Campus-Only Access for Five (5) Years

Degree Name

Doctor of Philosophy (PhD)

Degree Program

History

Year Degree Awarded

Fall 2014

First Advisor

Christian G. Appy

Second Advisor

David Glassberg

Third Advisor

Jennifer Fronc

Fourth Advisor

Jennifer Guglielmo

Subject Categories

United States History

Abstract

In the twentieth century, New York State’s Catskill Mountain resort area was an “All-American” vacationland. Each summer, many different racial and ethnic minorities sought a brief respite from their lives and labor in New York City at boarding houses, resorts, and bungalows scattered throughout the mountains. Collectively, these groups contributed to the development of a highly segregated resort area that reflected, on an exaggerated scale, the racial, ethnic, and class divisions within New York City and the nation as a whole in the twentieth century.
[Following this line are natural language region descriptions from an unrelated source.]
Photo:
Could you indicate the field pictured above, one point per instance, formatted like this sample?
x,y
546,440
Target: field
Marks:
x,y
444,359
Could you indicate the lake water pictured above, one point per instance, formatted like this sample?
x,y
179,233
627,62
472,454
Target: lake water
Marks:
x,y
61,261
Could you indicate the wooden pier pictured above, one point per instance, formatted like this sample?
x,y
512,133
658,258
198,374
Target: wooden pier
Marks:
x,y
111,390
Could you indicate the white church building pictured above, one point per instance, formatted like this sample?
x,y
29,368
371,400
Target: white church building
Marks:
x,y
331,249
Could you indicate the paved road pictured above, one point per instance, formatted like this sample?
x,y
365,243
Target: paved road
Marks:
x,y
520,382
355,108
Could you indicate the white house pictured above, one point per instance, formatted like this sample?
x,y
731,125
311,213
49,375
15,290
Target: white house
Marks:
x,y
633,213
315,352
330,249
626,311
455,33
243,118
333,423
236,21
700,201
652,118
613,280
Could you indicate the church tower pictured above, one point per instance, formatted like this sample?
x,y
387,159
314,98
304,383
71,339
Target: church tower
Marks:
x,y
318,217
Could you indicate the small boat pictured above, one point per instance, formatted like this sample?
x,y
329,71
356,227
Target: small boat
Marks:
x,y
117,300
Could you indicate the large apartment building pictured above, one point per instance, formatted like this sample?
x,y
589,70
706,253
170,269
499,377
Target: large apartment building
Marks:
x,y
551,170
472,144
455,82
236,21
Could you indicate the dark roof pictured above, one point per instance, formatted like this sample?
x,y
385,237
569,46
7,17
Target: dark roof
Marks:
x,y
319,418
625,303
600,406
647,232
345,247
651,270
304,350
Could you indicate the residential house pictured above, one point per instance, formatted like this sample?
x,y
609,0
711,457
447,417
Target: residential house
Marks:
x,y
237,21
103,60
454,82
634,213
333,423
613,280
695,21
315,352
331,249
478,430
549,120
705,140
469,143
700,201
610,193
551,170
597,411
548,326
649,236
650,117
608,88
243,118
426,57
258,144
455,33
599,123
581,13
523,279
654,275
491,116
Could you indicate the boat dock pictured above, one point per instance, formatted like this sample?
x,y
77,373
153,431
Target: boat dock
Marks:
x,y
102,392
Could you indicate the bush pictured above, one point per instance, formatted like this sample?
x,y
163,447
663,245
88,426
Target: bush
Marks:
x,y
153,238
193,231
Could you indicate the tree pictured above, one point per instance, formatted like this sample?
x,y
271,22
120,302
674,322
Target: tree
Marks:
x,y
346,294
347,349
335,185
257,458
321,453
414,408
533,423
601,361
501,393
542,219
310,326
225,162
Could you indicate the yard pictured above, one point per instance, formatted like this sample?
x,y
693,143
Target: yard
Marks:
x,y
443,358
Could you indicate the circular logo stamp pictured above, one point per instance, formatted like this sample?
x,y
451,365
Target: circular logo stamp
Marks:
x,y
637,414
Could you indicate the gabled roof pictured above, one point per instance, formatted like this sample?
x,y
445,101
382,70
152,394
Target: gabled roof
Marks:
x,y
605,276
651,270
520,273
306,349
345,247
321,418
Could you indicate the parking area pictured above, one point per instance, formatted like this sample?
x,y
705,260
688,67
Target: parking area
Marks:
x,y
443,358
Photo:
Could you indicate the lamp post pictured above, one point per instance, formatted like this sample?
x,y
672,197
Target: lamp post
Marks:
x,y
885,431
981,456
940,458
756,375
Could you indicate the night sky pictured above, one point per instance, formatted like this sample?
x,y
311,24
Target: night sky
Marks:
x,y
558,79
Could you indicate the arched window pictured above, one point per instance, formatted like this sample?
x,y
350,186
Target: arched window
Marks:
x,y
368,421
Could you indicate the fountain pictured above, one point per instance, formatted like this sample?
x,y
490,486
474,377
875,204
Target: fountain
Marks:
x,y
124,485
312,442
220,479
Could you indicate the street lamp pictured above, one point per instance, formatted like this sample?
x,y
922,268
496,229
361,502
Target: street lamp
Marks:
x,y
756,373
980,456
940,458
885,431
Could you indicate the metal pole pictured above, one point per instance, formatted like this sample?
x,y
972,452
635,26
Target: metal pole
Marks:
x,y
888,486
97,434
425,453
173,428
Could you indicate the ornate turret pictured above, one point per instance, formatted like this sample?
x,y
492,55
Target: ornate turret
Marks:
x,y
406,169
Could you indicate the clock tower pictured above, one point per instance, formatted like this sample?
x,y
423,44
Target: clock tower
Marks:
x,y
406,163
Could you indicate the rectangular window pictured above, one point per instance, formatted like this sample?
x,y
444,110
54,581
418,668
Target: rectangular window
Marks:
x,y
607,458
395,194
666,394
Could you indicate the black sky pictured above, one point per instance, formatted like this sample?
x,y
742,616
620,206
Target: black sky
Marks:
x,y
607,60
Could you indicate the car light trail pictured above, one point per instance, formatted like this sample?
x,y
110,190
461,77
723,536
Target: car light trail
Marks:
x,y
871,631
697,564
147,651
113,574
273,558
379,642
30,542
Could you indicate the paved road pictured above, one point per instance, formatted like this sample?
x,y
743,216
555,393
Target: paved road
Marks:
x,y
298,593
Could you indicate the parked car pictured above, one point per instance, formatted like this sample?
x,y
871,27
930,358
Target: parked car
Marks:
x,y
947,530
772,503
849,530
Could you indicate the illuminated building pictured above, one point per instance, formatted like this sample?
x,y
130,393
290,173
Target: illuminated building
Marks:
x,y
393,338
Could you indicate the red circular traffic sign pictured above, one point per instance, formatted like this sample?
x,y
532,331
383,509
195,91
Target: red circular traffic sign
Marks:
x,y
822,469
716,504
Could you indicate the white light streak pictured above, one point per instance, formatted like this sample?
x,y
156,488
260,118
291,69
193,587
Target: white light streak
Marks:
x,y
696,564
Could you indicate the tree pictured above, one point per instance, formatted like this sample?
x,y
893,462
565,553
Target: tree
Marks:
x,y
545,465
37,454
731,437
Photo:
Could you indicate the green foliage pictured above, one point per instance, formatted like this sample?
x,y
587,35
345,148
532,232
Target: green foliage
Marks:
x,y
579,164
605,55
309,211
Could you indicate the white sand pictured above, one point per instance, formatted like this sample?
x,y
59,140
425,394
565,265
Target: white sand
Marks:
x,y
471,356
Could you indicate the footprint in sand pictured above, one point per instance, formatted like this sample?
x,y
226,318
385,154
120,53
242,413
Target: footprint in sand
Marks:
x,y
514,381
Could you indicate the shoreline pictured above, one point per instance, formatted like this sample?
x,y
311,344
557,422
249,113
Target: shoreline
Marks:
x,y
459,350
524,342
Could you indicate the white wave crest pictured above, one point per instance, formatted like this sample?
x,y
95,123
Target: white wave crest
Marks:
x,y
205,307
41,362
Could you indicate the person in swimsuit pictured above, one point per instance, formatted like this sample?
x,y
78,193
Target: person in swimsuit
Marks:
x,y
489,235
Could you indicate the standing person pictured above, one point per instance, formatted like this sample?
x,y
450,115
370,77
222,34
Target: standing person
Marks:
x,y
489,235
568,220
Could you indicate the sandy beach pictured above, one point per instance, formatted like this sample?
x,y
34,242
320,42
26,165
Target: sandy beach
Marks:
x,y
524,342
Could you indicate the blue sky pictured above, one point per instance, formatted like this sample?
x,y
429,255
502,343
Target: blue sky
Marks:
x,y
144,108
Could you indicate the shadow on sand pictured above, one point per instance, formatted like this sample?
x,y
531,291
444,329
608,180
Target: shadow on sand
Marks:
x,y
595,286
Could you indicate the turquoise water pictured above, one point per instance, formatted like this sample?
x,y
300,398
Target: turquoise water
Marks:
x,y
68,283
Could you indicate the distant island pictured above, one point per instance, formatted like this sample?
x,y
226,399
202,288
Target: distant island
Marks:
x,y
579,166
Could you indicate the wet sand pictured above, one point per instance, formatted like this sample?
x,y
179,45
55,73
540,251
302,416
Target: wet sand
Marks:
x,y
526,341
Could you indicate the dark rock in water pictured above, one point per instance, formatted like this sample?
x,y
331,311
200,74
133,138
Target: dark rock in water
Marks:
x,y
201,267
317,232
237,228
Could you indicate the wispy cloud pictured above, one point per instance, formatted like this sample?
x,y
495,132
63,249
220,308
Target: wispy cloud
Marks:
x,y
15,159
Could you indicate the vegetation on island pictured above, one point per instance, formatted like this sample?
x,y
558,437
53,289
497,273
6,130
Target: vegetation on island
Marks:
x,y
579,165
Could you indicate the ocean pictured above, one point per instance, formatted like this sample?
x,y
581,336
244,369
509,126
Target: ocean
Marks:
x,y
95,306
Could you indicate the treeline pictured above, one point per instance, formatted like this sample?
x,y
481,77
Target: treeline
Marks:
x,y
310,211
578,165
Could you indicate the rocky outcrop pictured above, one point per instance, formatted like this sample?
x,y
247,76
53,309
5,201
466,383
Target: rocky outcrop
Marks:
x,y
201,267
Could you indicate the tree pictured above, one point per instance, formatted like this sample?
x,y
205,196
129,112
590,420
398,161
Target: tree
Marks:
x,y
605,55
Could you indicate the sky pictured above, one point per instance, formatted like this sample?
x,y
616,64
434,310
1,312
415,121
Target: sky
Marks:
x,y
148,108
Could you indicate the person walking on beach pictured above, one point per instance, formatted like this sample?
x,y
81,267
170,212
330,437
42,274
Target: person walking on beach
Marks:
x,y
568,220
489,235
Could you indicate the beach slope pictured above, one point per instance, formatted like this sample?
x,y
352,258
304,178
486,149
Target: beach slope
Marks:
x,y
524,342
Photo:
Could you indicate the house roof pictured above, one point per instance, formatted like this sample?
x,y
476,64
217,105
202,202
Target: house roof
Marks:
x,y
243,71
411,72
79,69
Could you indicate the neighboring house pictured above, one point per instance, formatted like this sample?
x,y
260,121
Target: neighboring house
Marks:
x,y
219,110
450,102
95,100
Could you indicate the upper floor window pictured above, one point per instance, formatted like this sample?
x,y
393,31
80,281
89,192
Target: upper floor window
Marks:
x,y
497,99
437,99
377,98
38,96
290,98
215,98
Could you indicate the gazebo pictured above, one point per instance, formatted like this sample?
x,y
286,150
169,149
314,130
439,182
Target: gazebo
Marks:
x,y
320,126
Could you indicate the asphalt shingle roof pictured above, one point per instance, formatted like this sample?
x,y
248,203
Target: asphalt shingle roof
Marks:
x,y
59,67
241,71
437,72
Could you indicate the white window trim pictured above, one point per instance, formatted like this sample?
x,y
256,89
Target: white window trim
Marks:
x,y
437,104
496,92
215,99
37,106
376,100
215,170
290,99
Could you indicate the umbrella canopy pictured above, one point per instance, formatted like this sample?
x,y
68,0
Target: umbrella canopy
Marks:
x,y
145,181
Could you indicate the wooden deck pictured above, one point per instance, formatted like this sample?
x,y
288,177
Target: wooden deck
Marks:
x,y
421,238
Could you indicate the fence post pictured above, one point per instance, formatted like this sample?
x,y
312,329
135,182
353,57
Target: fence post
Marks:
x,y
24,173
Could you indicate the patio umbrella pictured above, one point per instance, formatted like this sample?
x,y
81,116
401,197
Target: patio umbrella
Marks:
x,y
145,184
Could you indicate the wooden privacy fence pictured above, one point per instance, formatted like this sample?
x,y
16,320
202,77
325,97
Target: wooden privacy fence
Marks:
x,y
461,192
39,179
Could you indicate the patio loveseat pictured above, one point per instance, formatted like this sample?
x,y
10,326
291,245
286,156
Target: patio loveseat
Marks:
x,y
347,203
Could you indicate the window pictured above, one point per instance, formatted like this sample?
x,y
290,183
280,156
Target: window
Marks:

This dissertation examines the Catskills resort landscape through a comparative analysis of African American, Puerto Rican, and Italian summer resorts from 1920 to 1980. It draws on oral history interviews, newspaper accounts, and archival sources to trace the history of these resorts from their origins as modest boarding houses in the 1920s and 1930s, to their immense growth in popularity after World War II, and their decline in the final decades of the twentieth century. All three groups created resorts where they sought to foster and sustain a sense of collective pride and identity in insulated recreational environments, free from the racism and nativism of dominant white society. Summer resorts catered to and were shaped by each group’s distinct social, cultural, and political needs; these needs evolved according to changes in vacationers’ lives in urban and suburban areas around New York City.

Considered alongside one another, these histories demonstrate that summer resorts were not solely a stepping-stone for ethnic minorities on their way to assimilation and acceptance in American society. In the decades following World War II, Italians successfully reconfigured the meanings of their ethnic identity to gain acceptance as white Americans. By contrast, racial minorities found that racism continued to hamper their efforts at upward mobility, well after legal barriers to their success were dismantled. Summer resorts built upon and helped naturalize patterns of segregation and inequality that structured vacationers’ everyday lives in the New York metropolitan area. In this sense, too, the resort landscape was “All-American”—a striking reflection of the country’s deeply entrenched racial hierarchy.